Os treinos demonstram que os carros com motor Turbo dominam, mas os aspirados têm uma palavra a dizer. Os quatro primeiros são Turbo, a começar pelo Ferrari de René Arnoux, na pole, com o Brabham de Nelson Piquet a seu lado. Patrick Tambay,  no segundo Ferrari, e Elio de Angelis, no seu Lotus, ocupavam a segunda fila, e na terceira estava o suiço Marc Surer, num Arrows-Cosworth, o melhor dos aspirados, seguido do Tyrrell-Cosworth de Michele Alboreto. Eddie Cheever, no sétimo posto, é o melhor Renault, seguido do Alfa Romeo de Andrea de Cesaris, e a fechar os dez primeiros estavam o Toleman-Hart de Derek Warwick e o segundo Arrows de Thierry Boutsen.

No dia da corrida, sob céu limpo e 70 mil espectadores a assistir, a primeira largada foi abortada quando Andrea de Cesaris, no seu Alfa Romeo, agitou as mãos em sinal de desespero. Nova partida foi feita, e desta vez, quem ficou parado a ver os carros a passar foi o Ferrari de Patrick Tambay. Piquet e Arnoux partiram para a frente, com o piloto da Brabham a levar a melhor, seguidos pelo Lotus de De Angelis, do Tyrrell de Michele Alboreto e do Alfa Romeo de De Cesaris.
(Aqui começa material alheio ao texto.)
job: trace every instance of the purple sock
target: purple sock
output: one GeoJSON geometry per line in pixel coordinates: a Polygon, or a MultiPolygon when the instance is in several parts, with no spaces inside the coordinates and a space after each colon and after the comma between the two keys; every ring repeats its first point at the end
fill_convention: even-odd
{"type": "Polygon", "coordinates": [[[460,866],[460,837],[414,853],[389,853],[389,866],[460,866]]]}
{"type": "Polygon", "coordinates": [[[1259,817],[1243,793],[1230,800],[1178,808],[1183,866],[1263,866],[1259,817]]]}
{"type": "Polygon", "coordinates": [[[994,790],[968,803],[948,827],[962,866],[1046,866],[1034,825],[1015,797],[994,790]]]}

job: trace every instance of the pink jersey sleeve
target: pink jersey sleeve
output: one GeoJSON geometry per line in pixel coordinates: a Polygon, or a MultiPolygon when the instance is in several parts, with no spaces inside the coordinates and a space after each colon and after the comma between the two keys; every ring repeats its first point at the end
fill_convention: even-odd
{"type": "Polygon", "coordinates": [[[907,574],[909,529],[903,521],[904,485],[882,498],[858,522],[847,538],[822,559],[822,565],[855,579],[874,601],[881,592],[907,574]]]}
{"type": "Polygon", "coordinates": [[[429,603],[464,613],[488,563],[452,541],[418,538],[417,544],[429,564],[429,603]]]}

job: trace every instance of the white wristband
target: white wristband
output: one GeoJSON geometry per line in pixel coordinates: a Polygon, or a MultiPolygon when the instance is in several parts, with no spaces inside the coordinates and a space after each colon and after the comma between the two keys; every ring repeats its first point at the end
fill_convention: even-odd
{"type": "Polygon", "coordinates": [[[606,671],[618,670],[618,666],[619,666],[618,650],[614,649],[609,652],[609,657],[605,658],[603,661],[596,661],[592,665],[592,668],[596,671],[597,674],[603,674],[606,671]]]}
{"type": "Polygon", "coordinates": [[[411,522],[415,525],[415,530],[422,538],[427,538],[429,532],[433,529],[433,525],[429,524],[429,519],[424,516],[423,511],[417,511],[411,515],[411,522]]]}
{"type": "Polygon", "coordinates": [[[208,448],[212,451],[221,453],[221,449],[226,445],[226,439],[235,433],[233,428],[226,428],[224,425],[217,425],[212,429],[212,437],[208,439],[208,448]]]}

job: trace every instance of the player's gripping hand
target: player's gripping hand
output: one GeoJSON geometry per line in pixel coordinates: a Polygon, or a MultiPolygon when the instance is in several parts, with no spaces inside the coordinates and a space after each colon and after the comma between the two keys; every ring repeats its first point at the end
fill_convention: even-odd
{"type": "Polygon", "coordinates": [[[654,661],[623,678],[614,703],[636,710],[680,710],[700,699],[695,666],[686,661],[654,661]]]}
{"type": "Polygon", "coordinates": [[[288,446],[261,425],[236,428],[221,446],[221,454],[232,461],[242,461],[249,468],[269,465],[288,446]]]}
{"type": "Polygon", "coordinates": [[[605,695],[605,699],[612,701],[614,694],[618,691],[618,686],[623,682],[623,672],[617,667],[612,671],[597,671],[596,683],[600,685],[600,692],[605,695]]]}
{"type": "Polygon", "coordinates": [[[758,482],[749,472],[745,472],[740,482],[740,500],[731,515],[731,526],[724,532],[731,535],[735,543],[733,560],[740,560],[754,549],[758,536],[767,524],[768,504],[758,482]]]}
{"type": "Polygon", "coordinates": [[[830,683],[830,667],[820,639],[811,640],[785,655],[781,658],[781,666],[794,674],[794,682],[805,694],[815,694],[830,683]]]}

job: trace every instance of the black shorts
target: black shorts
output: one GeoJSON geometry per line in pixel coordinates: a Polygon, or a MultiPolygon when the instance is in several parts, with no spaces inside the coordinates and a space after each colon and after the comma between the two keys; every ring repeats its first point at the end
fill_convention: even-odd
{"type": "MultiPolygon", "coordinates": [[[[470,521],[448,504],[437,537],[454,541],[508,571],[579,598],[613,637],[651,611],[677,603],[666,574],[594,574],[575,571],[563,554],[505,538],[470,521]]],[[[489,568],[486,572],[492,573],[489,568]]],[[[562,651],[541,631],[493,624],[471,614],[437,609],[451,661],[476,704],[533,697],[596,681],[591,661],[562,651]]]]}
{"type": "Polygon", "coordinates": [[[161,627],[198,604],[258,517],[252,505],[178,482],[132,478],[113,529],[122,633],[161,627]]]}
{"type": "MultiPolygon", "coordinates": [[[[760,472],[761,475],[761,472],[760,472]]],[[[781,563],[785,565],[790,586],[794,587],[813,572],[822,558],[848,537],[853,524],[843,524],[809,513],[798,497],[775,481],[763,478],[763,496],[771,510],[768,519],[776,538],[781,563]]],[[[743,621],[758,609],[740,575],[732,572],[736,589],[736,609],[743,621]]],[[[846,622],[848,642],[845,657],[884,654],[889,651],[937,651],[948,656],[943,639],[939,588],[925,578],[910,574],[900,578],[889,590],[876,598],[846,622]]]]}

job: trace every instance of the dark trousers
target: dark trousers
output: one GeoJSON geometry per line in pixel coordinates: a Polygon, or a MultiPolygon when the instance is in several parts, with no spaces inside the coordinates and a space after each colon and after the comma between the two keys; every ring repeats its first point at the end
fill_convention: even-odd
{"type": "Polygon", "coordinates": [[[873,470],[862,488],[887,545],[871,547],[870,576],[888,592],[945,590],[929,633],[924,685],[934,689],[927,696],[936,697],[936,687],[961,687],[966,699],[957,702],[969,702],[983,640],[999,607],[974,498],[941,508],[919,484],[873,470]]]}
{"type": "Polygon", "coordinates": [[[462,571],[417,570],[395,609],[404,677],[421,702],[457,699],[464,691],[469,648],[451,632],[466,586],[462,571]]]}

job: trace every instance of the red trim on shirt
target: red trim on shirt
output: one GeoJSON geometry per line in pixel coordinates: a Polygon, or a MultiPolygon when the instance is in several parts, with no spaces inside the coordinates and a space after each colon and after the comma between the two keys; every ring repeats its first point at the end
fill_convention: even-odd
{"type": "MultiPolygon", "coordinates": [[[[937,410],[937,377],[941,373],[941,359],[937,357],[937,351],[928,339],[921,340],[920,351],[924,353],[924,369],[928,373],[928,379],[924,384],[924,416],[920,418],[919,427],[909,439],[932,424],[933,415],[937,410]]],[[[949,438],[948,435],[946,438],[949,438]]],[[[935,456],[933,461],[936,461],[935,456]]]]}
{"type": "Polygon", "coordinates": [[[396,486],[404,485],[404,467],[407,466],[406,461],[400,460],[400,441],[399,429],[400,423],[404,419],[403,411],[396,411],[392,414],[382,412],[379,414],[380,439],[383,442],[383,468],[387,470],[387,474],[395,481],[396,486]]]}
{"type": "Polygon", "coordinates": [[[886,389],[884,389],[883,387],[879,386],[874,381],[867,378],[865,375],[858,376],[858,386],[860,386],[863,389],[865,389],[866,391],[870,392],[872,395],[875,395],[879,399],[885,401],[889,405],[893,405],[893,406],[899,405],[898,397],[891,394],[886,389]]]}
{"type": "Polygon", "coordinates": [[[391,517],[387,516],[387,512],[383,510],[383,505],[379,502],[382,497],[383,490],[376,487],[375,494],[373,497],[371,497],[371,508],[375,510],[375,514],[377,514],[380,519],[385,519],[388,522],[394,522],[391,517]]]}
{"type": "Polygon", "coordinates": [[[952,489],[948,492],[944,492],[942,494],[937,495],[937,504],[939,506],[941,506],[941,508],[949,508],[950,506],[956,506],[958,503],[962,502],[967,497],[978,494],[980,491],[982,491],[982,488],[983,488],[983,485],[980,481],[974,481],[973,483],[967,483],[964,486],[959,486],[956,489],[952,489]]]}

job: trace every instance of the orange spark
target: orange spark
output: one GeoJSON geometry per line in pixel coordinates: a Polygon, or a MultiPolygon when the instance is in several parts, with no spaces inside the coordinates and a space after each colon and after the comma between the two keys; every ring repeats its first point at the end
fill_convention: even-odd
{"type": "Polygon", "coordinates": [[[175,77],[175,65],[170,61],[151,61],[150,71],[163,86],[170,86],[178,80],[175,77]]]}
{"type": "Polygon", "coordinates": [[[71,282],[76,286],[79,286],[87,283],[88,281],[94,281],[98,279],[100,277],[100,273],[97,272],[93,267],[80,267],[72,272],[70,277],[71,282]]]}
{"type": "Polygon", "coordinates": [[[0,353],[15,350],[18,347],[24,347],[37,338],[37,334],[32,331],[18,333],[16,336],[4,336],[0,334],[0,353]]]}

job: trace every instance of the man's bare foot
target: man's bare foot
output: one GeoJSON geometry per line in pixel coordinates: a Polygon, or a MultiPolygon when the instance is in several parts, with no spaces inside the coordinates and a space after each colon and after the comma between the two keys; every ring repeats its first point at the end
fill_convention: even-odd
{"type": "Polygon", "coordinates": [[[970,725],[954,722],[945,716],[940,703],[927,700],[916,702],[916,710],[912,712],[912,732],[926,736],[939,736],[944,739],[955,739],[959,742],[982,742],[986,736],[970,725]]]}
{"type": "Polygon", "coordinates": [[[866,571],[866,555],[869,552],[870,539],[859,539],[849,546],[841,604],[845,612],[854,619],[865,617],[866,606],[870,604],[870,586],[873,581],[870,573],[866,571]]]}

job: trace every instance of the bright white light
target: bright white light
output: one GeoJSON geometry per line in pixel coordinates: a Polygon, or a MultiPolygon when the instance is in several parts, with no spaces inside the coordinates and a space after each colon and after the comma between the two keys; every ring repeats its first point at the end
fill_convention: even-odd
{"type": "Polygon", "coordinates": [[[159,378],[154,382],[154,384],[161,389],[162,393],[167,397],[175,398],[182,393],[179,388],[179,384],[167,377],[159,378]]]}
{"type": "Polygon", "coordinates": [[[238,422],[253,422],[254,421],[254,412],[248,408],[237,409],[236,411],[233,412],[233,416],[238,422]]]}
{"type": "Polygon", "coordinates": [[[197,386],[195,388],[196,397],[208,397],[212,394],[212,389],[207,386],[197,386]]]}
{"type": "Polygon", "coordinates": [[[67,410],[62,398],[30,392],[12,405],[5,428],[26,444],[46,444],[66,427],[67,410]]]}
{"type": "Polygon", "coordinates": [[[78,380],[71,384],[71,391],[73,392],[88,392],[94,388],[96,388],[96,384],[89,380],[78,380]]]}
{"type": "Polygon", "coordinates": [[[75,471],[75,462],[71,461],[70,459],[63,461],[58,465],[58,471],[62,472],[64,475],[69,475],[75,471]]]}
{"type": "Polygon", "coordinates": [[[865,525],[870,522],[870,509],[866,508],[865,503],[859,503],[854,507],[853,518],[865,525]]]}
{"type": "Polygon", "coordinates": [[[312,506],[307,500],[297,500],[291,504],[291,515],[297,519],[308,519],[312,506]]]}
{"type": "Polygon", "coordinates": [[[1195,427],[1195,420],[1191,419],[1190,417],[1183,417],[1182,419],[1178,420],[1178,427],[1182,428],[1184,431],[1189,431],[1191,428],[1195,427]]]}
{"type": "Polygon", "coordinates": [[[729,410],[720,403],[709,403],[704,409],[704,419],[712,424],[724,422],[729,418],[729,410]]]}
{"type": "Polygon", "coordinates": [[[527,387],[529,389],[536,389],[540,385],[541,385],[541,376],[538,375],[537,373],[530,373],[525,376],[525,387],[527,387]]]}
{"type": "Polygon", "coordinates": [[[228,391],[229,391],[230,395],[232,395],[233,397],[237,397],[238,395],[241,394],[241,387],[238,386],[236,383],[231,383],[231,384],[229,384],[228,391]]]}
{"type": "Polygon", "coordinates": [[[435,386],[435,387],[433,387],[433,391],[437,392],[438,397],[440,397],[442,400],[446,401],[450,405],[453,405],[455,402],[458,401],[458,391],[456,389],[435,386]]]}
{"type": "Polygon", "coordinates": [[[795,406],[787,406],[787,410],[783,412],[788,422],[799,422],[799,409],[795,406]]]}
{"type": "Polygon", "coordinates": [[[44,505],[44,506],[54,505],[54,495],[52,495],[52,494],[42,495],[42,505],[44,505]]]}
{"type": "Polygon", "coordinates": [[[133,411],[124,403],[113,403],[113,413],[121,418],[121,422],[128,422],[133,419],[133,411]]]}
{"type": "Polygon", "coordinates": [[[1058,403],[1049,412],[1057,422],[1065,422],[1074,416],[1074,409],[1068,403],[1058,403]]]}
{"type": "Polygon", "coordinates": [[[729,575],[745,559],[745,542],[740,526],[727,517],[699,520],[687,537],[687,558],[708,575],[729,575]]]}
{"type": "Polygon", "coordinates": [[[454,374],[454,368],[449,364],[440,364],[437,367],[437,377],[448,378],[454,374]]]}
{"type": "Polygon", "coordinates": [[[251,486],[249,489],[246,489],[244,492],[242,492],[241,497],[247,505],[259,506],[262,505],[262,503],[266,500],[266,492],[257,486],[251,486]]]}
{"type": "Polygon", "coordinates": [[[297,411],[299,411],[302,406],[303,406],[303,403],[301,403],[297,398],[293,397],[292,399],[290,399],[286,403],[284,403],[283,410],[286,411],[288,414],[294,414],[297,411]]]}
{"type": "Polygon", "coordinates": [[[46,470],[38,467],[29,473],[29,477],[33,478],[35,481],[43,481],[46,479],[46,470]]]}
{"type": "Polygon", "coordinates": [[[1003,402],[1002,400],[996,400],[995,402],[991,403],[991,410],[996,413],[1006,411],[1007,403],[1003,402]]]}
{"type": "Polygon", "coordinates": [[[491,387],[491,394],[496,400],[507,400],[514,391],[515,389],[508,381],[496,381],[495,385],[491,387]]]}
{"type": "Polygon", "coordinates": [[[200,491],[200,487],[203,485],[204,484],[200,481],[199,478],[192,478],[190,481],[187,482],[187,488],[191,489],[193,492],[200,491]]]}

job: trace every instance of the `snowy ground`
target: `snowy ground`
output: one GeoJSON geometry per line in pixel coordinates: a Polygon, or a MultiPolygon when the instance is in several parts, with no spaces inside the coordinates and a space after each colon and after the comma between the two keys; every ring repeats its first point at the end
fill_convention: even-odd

Piquet e Arnoux imprimiram um ritmo forte, ao qual o Lotus de De Angelis não aguentou, desistindo à quarta volta. Contudo, o brasileiro não aguentou o ritmo do francês e deixou-o passar na nona volta, pensando mais numa estratégia para chegar ao fim em zona pontuável.

Entretento, Rosberg ultrapassara De Cesaris e Alboreto, e agora era terceiro classificado, e a aproximar-se de Piquet. Na volta 19, ultrapassa o piloto da Brabham, pois estava claramente mais leve do que a concorrencia, e dez voltas mais tarde, faz o seu primeiro reabastecimento. Volta em quarto, atrás de Piquet, Arnoux e Alboreto, mas o francês da Ferrari numero 28 debate-se com problemas eléctricos e na volta 31 encosta de vez.

Agora, Piquet estava na frente, com Rosberg e Alboreto mais atrás. Todos imaginavam que o brasileiro fizesse a sua paragem, mas acabou por não fazer. Michele Alboreto, no entanto, estava a aproximar-se rapidamente de Piquet e todos pensaram que iria haver um duelo nas voltas finais. Contudo, o brasileiro da Brabham teve um furo lento e teve que ir à boxe para trocar de pneus a dez voltas do fim.

No final, Alboreto conseguia a sua segunda vitória da sua carreira, na frente de Keke Rosberg e John Watson, no seu McLaren. O pódio era só ocupado por pilotos com motores aspirados, com Piquet a ser quarto e o melhor dos Turbo. Jacques Laffite, no segundo Williams, e Nigel Mansell, num Lotus-Ford, ficaram com os restantes lugares pontuáveis.

Com o primeiro lugar de Alboreto em Detroit, o motor Cosworth V8 tinha alcançado a marca das 155 vitórias em dezassete temporadas, desde 1967. E iria também ser a última de um motor aspirado até 1989, e do DFV construido por Mike Costin e Keith Duckwoth.